SPSSで文字列データを量的データに変換する方法|SPSSの小技:第5回

SPSSでアンケートデータを扱っていると、文字列データ(テキスト型の変数)を数値として分析したい場面に必ず遭遇します。 本記事では、文字列データを安全かつ再現性の高い方法で量的データに変換する手順を、SPSSの小技として解説します。

よくあるつまずきポイント

  • 性別や職業が文字列のままで分析できない
  • Googleフォームの選択肢が文字列として取り込まれている
  • 文字列を数値に変えたら意味が分からなくなった
  • 値ラベルと実データの対応が崩れた

これらの問題は、文字列データを「正しい手順」で数値化していないことが原因です。

文字列データの量的データ化とは

文字列データの量的データ化とは、文字列で表現されたカテゴリを数値コードに変換し、分析可能な形式にすることを指します。

元データ(文字列)変換後(数値)
男性1
女性2

SPSSでの操作手順

Step 1:まずはデータを確認して文字列の変数を確認しましょう。変数ビューで「文字列」と記載している変数が該当します。「型」を数値に変更したくなりますが、押さないようにしてください。データが消えてしまいます。
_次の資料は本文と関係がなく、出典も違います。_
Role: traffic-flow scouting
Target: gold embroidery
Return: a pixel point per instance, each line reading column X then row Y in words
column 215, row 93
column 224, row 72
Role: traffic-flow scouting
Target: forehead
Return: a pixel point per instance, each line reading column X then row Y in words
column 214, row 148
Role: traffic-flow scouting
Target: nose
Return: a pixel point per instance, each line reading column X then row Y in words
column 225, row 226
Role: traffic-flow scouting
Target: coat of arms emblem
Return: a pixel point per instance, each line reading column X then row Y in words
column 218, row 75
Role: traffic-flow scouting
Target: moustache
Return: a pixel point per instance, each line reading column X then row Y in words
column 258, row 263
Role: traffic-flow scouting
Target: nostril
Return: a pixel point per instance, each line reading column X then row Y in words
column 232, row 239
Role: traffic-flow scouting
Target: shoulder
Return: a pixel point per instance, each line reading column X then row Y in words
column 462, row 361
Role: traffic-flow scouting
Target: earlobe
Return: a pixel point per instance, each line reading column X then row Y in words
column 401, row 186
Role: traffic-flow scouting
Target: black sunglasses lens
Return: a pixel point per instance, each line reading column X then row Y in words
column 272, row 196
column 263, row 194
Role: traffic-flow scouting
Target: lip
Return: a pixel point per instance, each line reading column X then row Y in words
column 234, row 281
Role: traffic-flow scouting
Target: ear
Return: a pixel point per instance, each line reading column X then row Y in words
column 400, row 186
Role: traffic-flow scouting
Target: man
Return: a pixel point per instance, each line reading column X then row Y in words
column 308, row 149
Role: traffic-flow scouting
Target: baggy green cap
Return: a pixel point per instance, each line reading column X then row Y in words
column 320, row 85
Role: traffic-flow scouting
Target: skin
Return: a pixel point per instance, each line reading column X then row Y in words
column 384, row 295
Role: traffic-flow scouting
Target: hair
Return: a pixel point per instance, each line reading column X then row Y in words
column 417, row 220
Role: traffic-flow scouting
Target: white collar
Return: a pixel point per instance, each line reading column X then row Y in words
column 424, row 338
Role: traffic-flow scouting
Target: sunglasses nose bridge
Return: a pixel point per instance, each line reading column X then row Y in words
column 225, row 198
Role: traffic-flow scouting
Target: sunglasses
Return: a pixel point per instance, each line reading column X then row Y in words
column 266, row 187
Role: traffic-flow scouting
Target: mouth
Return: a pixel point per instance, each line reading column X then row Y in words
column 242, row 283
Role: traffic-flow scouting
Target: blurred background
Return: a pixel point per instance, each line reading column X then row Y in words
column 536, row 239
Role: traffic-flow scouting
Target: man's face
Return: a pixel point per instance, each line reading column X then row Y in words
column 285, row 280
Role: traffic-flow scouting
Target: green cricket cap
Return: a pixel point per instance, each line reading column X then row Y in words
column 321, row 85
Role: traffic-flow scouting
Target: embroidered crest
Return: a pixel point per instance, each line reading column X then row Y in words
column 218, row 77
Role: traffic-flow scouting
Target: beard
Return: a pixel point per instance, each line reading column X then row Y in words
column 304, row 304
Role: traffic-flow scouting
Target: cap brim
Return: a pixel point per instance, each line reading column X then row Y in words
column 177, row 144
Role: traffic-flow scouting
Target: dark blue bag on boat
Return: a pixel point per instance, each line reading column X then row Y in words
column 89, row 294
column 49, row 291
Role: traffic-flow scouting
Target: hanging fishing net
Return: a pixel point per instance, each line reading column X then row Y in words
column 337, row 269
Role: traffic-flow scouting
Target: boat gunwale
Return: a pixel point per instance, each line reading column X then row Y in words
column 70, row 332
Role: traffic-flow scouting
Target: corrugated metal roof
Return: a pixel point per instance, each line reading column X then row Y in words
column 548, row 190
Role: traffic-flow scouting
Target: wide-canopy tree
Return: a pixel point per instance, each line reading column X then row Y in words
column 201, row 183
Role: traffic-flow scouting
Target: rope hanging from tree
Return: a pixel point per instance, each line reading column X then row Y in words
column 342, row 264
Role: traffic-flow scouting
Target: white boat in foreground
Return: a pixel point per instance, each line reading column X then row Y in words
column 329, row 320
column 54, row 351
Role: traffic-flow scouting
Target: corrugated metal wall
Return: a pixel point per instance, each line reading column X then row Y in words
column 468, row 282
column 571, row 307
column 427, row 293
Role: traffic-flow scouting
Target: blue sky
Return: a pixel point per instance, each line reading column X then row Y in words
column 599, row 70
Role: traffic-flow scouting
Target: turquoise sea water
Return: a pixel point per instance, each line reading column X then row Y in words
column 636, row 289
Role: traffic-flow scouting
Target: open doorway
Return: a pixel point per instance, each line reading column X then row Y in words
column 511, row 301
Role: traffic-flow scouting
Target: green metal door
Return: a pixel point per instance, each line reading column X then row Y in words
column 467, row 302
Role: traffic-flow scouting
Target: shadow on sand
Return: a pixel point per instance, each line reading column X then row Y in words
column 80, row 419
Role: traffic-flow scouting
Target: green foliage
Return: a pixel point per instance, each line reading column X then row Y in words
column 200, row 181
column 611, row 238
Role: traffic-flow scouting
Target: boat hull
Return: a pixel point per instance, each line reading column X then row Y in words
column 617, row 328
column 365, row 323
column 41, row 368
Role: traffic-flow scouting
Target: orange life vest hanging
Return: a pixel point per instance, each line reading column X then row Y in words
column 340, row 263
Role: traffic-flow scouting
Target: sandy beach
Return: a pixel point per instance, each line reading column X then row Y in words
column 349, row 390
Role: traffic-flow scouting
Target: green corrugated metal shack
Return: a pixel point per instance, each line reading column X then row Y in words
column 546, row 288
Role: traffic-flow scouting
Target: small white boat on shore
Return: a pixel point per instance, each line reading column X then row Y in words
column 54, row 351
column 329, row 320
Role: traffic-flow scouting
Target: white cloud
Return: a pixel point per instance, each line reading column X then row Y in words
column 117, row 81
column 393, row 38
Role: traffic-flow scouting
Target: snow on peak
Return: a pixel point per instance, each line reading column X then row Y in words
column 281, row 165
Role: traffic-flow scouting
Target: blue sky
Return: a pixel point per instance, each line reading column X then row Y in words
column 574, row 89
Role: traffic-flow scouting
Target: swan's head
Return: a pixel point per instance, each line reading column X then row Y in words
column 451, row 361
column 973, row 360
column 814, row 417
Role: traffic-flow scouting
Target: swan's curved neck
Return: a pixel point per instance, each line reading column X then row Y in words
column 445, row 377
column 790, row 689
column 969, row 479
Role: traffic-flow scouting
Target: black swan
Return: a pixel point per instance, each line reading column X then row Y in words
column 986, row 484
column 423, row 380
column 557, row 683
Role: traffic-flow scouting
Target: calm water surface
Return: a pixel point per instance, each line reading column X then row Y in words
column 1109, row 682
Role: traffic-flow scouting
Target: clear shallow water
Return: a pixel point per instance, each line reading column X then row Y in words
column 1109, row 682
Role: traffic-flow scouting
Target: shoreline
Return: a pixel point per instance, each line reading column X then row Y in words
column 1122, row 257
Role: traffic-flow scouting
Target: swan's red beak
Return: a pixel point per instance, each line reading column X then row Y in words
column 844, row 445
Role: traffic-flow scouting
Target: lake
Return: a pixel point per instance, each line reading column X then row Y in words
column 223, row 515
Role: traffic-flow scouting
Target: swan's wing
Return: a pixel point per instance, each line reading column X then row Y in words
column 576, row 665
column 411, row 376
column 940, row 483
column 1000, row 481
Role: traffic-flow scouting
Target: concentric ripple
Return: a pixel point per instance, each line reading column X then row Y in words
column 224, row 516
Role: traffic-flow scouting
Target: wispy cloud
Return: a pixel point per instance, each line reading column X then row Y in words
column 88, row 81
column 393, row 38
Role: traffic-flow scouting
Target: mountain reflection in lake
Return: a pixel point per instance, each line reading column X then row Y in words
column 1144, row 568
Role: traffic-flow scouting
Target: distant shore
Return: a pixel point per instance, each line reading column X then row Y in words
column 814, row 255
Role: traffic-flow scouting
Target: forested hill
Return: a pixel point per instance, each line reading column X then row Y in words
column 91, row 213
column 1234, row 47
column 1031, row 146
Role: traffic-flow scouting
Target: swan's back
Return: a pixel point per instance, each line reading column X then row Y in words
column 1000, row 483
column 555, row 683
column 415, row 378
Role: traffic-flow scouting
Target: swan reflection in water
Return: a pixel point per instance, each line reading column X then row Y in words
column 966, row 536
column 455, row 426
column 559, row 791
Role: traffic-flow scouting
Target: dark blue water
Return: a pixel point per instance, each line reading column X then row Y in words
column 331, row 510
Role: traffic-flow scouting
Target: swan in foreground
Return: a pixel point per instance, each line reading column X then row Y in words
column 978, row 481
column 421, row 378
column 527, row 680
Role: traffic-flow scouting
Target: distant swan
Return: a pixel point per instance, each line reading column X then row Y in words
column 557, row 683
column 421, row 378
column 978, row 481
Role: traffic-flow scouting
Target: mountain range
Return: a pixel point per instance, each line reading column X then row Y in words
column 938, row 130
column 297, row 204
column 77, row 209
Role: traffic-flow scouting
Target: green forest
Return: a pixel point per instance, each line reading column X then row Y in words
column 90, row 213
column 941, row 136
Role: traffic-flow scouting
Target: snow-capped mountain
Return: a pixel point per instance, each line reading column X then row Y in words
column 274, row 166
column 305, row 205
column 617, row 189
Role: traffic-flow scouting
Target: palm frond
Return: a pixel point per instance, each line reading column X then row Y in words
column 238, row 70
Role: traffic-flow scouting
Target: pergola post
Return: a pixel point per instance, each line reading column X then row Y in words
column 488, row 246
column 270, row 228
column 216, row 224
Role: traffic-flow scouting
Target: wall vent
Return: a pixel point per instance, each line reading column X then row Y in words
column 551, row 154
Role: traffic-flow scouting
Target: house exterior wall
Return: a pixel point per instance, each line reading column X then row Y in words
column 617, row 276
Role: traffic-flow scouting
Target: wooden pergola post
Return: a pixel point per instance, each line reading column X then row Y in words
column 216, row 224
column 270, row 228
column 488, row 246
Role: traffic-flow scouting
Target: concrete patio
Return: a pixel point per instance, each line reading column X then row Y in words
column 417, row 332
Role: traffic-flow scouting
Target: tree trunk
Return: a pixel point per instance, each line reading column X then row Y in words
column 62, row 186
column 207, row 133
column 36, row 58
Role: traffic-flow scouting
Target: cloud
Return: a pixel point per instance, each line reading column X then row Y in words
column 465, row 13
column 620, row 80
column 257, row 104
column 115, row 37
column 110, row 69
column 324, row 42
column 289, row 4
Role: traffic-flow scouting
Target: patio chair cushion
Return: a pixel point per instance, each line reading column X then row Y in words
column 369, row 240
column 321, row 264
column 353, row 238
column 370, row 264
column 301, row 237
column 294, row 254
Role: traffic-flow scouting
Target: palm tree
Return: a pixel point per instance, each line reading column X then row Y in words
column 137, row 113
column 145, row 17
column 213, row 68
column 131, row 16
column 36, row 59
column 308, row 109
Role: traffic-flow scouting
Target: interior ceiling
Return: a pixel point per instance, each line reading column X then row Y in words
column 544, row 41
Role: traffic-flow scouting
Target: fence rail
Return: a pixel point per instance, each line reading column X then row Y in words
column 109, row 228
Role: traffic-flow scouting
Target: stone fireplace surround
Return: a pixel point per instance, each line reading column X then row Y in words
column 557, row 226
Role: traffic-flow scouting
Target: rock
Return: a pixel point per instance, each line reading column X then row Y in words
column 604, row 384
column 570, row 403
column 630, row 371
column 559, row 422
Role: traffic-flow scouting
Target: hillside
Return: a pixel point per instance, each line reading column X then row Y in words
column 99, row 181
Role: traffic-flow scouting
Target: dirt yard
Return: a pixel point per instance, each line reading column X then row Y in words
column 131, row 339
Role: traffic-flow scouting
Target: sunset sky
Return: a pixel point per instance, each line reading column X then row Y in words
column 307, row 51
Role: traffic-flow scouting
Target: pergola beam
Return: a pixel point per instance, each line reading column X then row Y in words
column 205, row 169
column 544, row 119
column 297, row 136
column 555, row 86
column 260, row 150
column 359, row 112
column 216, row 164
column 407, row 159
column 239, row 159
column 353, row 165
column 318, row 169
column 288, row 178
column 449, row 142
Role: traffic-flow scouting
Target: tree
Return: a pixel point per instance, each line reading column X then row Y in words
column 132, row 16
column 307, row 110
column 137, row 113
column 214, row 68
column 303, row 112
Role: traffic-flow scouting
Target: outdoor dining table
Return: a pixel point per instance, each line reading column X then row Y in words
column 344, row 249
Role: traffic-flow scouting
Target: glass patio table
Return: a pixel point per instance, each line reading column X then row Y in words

データビューで値ラベルをクリックすると数値データが表示れますね。値ラベルボタンを押しても数字にならないものが文字列のデータです。

変数ビューで文字列データは「型」の部分が「文字列」になっている

Step 2:続いて該当するデータを数値データに変換していきましょう。

手順は、メニューから「変換」>「連続数への再割り当て」をクリックする

連続数への再割り当て

Step 3:メニューを設定していきましょう。

1.先ほど確認した変数を選択し右に移動しまます。
2.「新しい変数名」部分に新規に利用する変数名を入れます。
 ※SPSSは変数名の重複ができないため、新しい変数名を設定しましょう。
3.「新しい名前の追加」をクリックし、変数名ー>新規名に名前が反映されていることを確認しまそう。確認できたら「OK」を押します。

連続数への再割り当て メニュー

Step 4:出力ビューに変換された値が記載されます。

今回の場合には、次のように表示されます。fを1にそして値を女性に設定、mを2に、そして値を男性に設定したことが記載されています。
性別 into 性別New (性別)
Old Value New Value Value Label
f  1 女性
m 2 男性

最後に出来上がったデータを変数ビューとデータビューで確認しましょう。
保存を忘れずに。

完成したデータ

よくあるミス・注意点

  • 元の文字列変数を上書きしてしまう
  • 数値コードの意味を記録していない
  • 順序尺度・名義尺度を誤って設定する

文字列データの量的データ化は、分析の前提を整えるための極めて重要な作業です。 SPSSの自動再コード化を使えば、安全かつ効率的に数値化できます。

次回(第6回)は、
「カイ二乗検定における効果量(Cramérʼs V)の考え方とSPSSでの確認方法」を解説します。

SPSSで文字列データはそのまま分析できますか?

いいえ。文字列データは数値に変換する必要があります。SPSSでは自動再コード化を使うことで安全に数値化できます。

文字列を数値化すると意味が失われませんか?

自動再コード化では元の文字列が値ラベルとして保存されるため、意味を失うことなく分析が可能です。